11
votes

When would I prefer Azure Functions to Azure Container Instances, considering they both offer the possibility to perform run-once tasks and they bill on consumption?

Also, reading this Microsoft Learn Module:

Serverless compute can be thought of as a function as a service (FaaS), or a microservice that is hosted on a cloud platform.

3

3 Answers

5
votes

Azure Functions is a platform that allows you to run plain code (instead of containers). The strength of Azure Functions is the rich set of bindings (input- and output bindings) it supports. If you want to execute a piece of code when something happen (e. g. a blob was added to a storage Account, a timer gets triggered, ....) then I definitely would go with Azure Functions.

If you want to run some container-based workload for a short period of time and you don't have an orchestrator (like Azure Kubernetes Services) in place - Azure Container Instances makes sense.

2
votes

If you would like to simplify application development model where your application architecture has microservices that are more granular, such that various functionalities are reduced typically to a single function then, Azure functions can be considered for usage.

In case, the solution needs some extension to existing azure application with event trigger based use cases , the azure functions can be better choice . Here, the specific code (function) shall be invoked only for specific event or trigger as per requirement and the function instances are created and destroyed on demand (compute on demand - function as a service (FaaS) ).

More often, the event driven architecture is seen in IoT where typically you can define a specific trigger that causes execution of Azure function.
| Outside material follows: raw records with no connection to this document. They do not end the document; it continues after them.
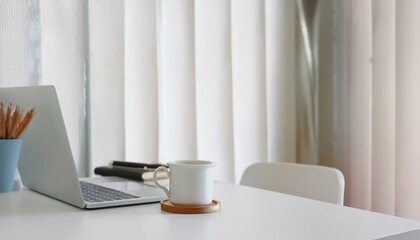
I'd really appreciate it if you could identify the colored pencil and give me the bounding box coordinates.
[4,103,11,139]
[0,103,4,139]
[15,108,36,139]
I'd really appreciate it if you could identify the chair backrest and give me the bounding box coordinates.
[240,162,345,205]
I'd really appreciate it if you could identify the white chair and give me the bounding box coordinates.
[240,162,345,205]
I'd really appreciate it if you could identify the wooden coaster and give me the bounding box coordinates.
[160,199,221,214]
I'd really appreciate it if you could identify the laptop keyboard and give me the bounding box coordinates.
[80,181,140,202]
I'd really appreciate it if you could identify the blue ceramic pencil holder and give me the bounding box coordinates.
[0,139,22,193]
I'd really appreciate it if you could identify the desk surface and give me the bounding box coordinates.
[1,181,420,240]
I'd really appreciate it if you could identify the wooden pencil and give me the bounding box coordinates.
[5,103,11,139]
[15,109,28,138]
[6,109,12,139]
[0,102,4,139]
[10,106,22,139]
[15,108,36,139]
[16,109,31,137]
[8,108,17,139]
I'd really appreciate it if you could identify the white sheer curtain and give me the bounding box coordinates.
[0,0,296,184]
[3,0,420,220]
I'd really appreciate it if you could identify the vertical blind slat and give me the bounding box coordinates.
[231,0,267,182]
[40,0,88,176]
[0,1,34,86]
[195,0,234,182]
[158,0,197,161]
[124,0,159,164]
[318,0,338,168]
[371,0,396,215]
[346,0,373,209]
[88,0,125,172]
[265,0,296,164]
[395,0,420,219]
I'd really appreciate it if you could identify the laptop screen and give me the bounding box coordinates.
[0,86,85,208]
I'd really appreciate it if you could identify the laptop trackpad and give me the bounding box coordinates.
[84,177,167,198]
[103,181,165,197]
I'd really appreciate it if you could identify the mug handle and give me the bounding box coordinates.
[153,166,170,197]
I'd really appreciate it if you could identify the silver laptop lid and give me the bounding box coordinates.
[0,86,85,208]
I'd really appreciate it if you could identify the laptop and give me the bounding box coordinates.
[0,85,166,209]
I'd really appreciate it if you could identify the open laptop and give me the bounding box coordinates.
[0,85,166,209]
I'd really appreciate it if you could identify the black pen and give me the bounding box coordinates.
[111,161,167,169]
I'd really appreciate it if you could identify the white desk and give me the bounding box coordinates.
[1,182,420,240]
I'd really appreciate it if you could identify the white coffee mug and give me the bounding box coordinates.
[153,160,216,205]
Accordingly, Azure functions have its place in IoT ecosystem as well.

If the solution has fast bursting and scaling requirement, then container Instances can be used whereas if the requirement is predictable scaling then, VMs can be used.

Azure function avoids allocation of extra resources (VMs) and also the cost is considered only when the function is processing work. Here, we need not take care of infrastructure such as where the code is going to execute, server configuration, memory etc. For ACI, the cost is per-second where it is accounted based on the time the container runs - CaaS(Container As A Service).

ACI enables for quickly spawning a container for performing the operation and deletion of it when done where the cost is only for few hours of usage rather than a dedicated VM which would be of high cost. ACI enables one to run a container by avoiding dependency on orchestrators like Kubernetes in scenarios where we would not need orchestration functions like service discovery, mesh and co-ordination features.

The key difference is that, in case of Azure function, the function is the unit of work whereas in container instance, the entire container contains the unit of work. So, Azure functions start and end based on event triggers whereas the microservices in containers shall get executed the entire time.

The processing / execution time also plays a critical role where if the event handler function consumes processing time of 10 minutes or more to execute, it is better to host in VM because the maximum timeout that is configurable for functions is 10 minutes.

There are typical solutions that utilize both the functionalities such that Azure function shall be triggered for minimal processing / decision making and inturn can invoke container instance for specific burst processing / complete processing.

Also, ACI along with AKS form a powerful deployment model for microservices where AKS can be for typical deployment of microservices and ACIs for handling the burst workloads thereby reducing the challenges in management of scaling and ensuring effective utilization of the per second usage cost model.